Tempo di lettura: 3 minuti

Sono entrato in sala fresco di visione dell’originale Suspiria di Dario Argento ma non mi aspettavo che il film di Guadagnino cercasse in nessun modo di ripercorrere i passi dell’originale è così è stato. Se l’impianto di base è più o meno il medesimo (studentessa americana che arriva in Germania per perfezionare le sue doti di ballerina presso una prestigiosa accademia di danza), se le coordinate mistiche hanno la stessa impronta definita da Dario Argento nel suo Suspiria, tutto il resto prende direzioni decisamente differenti.
Questo è un bene o un male? Detto con tutta onestà, non lo so. Che Guadagnino sia una ottimo regista è fuor di dubbio. Che abbia un tocco personale, la mano riconoscibile propria di tutti i grandi autori è cosa altrettanto certa. Eppure questo Suspiria è troppe cose tutte insieme.

La separazione in atti (forse nel cinema citazione un po’ tarantiniana) è simbolo perfetto di una pellicola il cui valore complessivo è inferiore alla somma delle parti. Ho trovato alcune cose molto buone, più di tutte la danza/incantesimo con il quale la giovane Susan catalizza a sua insaputa la magia della congrega e condanna Olga a un morte terribile. Altre cose, per quanto distinguibili, troppo scollegate tra loro: c’è il periodo storico sul quale Guadagnino indugia molto, c’è il senso di colpa, l’amore e ciò che resta dell’amore col passare del tempo.
Ma ci sono anche le streghe, c’è Susan, ci sono la Markos e la Blanc. Suspiria è un opulento e persistente caleidoscopio ma, proprio come nei caleidoscopi, mancano riferimenti e coordinate di base, manca una collante (i Jedi la chiamerebbero Forza) che ‘tenga unite tutte le cose‘ messe in campo da Guadagnino.
Suspiria è elegante e ha una sua grande autonomia. Guadagnino si è ispirato al lavoro di Argento (e prima ancora a quello di Thomas De Quincey) e ha raccontato la sua storia però l’impressione è che, oltre all’assenza di coordinate, abbia voluto comunque omaggiare il film originale. E anche questo diventa l’ennesimo frammento di caleidoscopio che non trova perfetta armonia col resto.

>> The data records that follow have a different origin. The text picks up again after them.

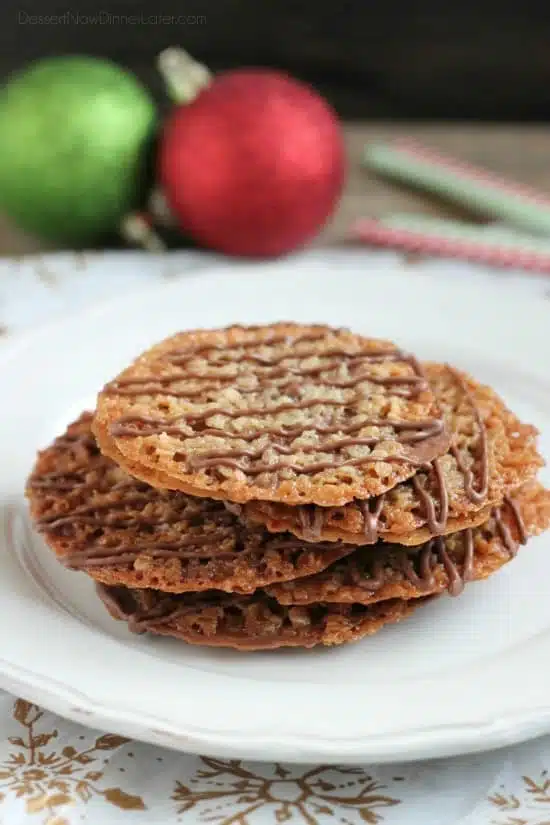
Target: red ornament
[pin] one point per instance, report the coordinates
(253, 166)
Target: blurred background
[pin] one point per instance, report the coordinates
(469, 77)
(387, 59)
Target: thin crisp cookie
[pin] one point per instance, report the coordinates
(123, 532)
(285, 412)
(491, 453)
(255, 622)
(387, 571)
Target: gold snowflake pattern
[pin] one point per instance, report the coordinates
(228, 793)
(48, 780)
(533, 808)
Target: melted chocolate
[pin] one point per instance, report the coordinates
(193, 424)
(417, 565)
(311, 521)
(371, 509)
(437, 524)
(436, 507)
(505, 532)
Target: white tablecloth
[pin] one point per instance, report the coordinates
(54, 772)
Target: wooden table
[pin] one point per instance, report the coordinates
(519, 152)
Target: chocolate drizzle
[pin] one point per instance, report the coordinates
(311, 522)
(433, 497)
(504, 531)
(371, 509)
(437, 523)
(417, 566)
(284, 372)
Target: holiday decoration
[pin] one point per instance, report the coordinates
(74, 139)
(254, 165)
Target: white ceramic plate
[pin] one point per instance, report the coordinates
(460, 675)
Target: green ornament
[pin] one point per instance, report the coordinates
(75, 134)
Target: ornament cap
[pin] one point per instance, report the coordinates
(184, 76)
(136, 229)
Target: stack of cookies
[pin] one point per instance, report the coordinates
(286, 485)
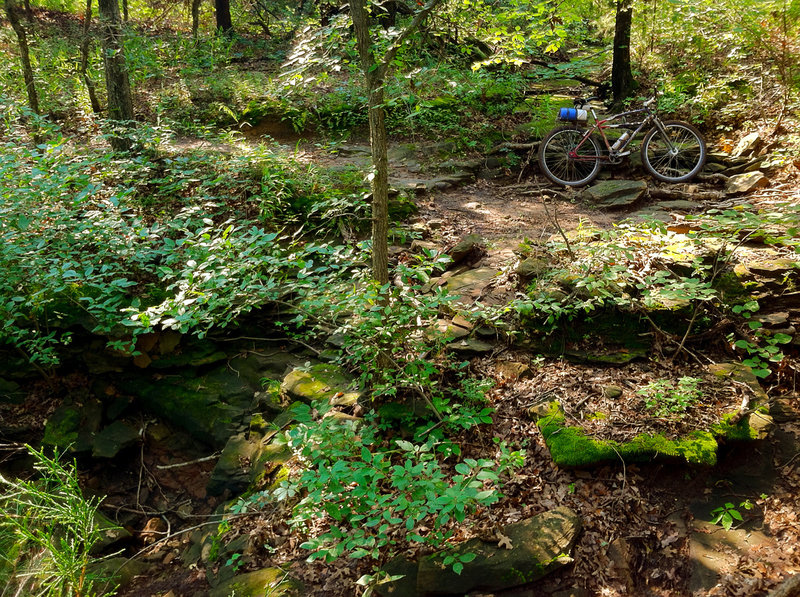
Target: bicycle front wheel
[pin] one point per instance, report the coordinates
(566, 158)
(677, 158)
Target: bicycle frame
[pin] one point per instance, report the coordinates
(614, 154)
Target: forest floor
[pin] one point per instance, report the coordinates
(646, 528)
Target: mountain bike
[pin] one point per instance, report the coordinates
(672, 151)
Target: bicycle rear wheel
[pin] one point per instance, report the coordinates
(556, 163)
(680, 162)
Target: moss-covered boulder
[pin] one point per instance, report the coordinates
(527, 551)
(570, 447)
(73, 425)
(614, 194)
(210, 407)
(114, 438)
(320, 382)
(11, 392)
(269, 581)
(244, 461)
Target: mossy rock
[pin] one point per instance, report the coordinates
(538, 546)
(73, 426)
(269, 581)
(570, 447)
(320, 382)
(401, 208)
(243, 462)
(114, 438)
(11, 392)
(210, 407)
(112, 573)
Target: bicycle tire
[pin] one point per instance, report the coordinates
(684, 162)
(555, 163)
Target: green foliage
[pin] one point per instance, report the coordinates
(666, 399)
(726, 516)
(48, 530)
(370, 493)
(763, 347)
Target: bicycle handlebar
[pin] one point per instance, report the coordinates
(579, 101)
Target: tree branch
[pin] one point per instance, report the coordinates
(412, 26)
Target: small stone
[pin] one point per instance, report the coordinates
(513, 370)
(772, 320)
(113, 439)
(775, 268)
(420, 246)
(761, 424)
(537, 411)
(747, 145)
(470, 245)
(612, 392)
(471, 345)
(612, 194)
(532, 267)
(745, 183)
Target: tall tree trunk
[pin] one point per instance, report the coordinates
(374, 74)
(12, 12)
(223, 10)
(120, 102)
(84, 66)
(622, 81)
(195, 18)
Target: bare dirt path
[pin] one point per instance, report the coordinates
(646, 528)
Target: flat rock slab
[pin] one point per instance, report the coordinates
(269, 581)
(571, 447)
(471, 283)
(320, 382)
(114, 438)
(530, 550)
(746, 182)
(615, 194)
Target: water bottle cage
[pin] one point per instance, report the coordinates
(573, 115)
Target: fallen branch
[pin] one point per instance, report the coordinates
(511, 146)
(673, 195)
(566, 75)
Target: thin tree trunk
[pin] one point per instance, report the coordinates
(120, 102)
(374, 74)
(12, 12)
(195, 18)
(84, 66)
(622, 81)
(223, 10)
(377, 134)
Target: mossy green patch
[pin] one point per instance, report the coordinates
(571, 447)
(740, 430)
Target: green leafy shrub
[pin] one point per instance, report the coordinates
(369, 493)
(48, 530)
(665, 398)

Il Grand Guignol alla fine dell’Atto Sesto esce dal registro dell’intera pellicola aggiungendo altri significati e signficanti alla narrazione, confondendo e dando l’impressione di qualcosa che si voleva dire senza averne il tempo. Ed è un peccato perché il film è molto lungo.
C’è poi, a tratti, una volontà esasperata di raccontare una storia ‘altra’, qualcosa che esuli dalla semplice storia di stregoneria che costituisce il cuore nero di Suspiria. Come un tentativo di fare horror, sì, ma horror di altra maniera. Questo non è necessariamente un male ma forse il legame con il lavoro di Argento ha vincolato quello di Guadagnigno che, in sintesi, voleva raccontare una storia ben diversa.
Quindi Suspiria è un brutto film? Assolutamente no. Come dicevo è elegante, claustrofobico, inquietante e capace di pizzicare corde nascoste, di disegnare un periodo storico forse avvelenato dal potere delle streghe. Ma è anche disarmonico e disorientate: forse, come Davide Pulici ha brillantemente fatto notare su Nocturno, soffre della sindrome di Prometheus: ambizioni molto alte, regia all’altezza, ma scrittura e amalgama non del tutto.